When you change firms, it is essential that you keeping your online professional image up to date.

If you don’t change old names and logos on your website or blog, you could receive a cease and desist letter from your former firm, says Loic Jeanjean, online marketing director with Vancouver-based Advisor Websites. That’s one piece of correspondence you don’t want to receive, especially when starting at a new position.

While deleting old websites and blogs is important, you should try to keep some continuity so you can still be found online.

Follow this expert advice to delete your professional Internet past while making it easy for clients and prospects to find you:

> Keep the domain name
Retaining your old domain name helps you maintain continuity.

A domain name is the web address (for example, johnsmithfinancial.com). If your domain name is not connected with that of your old firm, it’s best to keep it. This way, you can build on previous web searches for your site, says Jeanjean.

When a large number of searches for words and phrases connected with your site occur (search engine optimization or SEO) and many links to your domain name take place, search engines like Google will create an index for you. The better your SEO (more searches over time), the higher your name is placed on a list when someone does a keyword search.

> Don’t disappear right away
You don’t have to delete your website immediately.

Instead, set up a forwarding page explaining why the website has moved, says Jeanjean.
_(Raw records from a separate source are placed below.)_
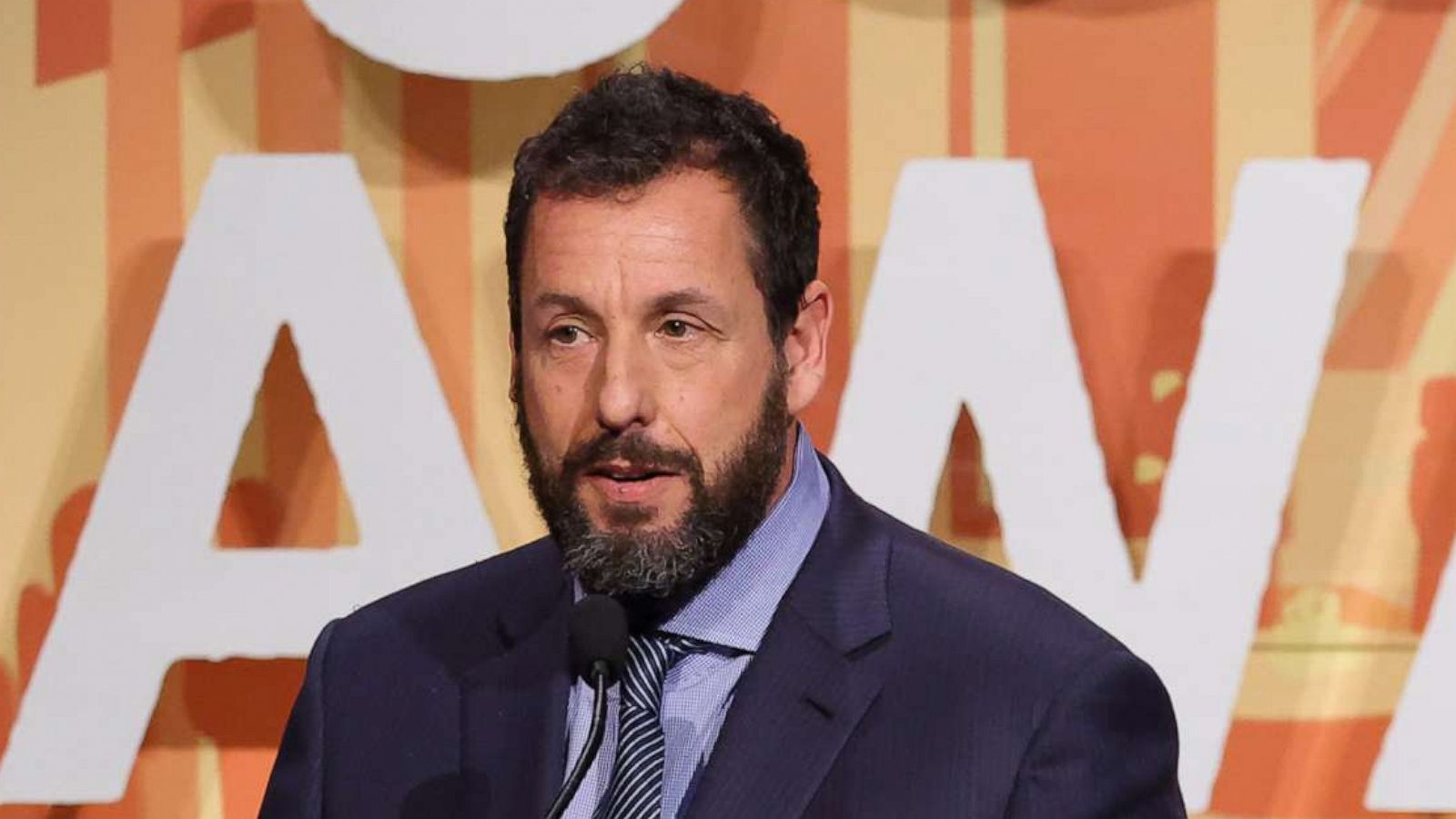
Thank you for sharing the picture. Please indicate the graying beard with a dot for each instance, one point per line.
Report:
(645, 562)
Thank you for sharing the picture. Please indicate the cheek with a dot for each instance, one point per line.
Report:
(552, 410)
(713, 411)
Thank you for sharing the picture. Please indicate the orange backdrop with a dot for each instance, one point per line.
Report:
(1136, 114)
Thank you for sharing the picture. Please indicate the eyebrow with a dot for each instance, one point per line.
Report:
(679, 299)
(570, 303)
(664, 303)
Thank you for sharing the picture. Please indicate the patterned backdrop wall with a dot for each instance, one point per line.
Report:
(1136, 114)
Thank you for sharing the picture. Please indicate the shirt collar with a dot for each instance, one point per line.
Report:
(735, 606)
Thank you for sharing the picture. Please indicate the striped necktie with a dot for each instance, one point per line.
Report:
(637, 773)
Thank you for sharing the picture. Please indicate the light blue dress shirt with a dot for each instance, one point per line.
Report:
(732, 614)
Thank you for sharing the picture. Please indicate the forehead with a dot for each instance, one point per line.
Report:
(681, 228)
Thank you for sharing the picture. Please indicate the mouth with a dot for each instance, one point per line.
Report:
(622, 481)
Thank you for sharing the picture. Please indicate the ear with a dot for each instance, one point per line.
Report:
(805, 349)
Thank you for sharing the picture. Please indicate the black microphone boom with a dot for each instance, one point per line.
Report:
(597, 636)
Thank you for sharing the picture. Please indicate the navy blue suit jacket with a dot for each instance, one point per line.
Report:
(900, 678)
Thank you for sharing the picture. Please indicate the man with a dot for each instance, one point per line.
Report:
(795, 652)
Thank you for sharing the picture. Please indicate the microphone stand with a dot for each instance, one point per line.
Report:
(601, 673)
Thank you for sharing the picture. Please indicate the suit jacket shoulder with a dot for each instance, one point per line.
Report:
(463, 615)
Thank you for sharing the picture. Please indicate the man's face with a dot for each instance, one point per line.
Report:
(652, 401)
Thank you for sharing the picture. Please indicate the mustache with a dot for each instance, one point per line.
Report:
(635, 450)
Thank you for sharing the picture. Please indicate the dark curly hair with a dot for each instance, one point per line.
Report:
(635, 126)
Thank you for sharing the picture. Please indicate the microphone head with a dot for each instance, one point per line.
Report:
(597, 632)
After three to six months, you can shut down the site by logging into the host — the firm from which you rent space or bandwidth to publish your website — and cancelling your subscription, Jeanjean says.

While cancelling your package with the host is easy enough to do yourself, you may need some help from a web designer in creating the forwarding page.

> Save everything
Before cancelling any material online, make sure you’ve saved it.

That includes all the content that was on the site, including photos, says Jeanjean. As soon as you delete the site by cancelling your hosting package, everything will be permanently erased and you will be unable to retrieve it.

> Be selective with blog posts
Think twice about what you delete and what you keep when it comes to old blog posts.

If you have endorsements, logos or comments regarding a previous employer or carrier, you should delete the blog to avoid any conflict, says Jeanjean. Once you delete the blog it will be gone from the Internet within 48 hours.

You can keep blog posts that refer to your services generically.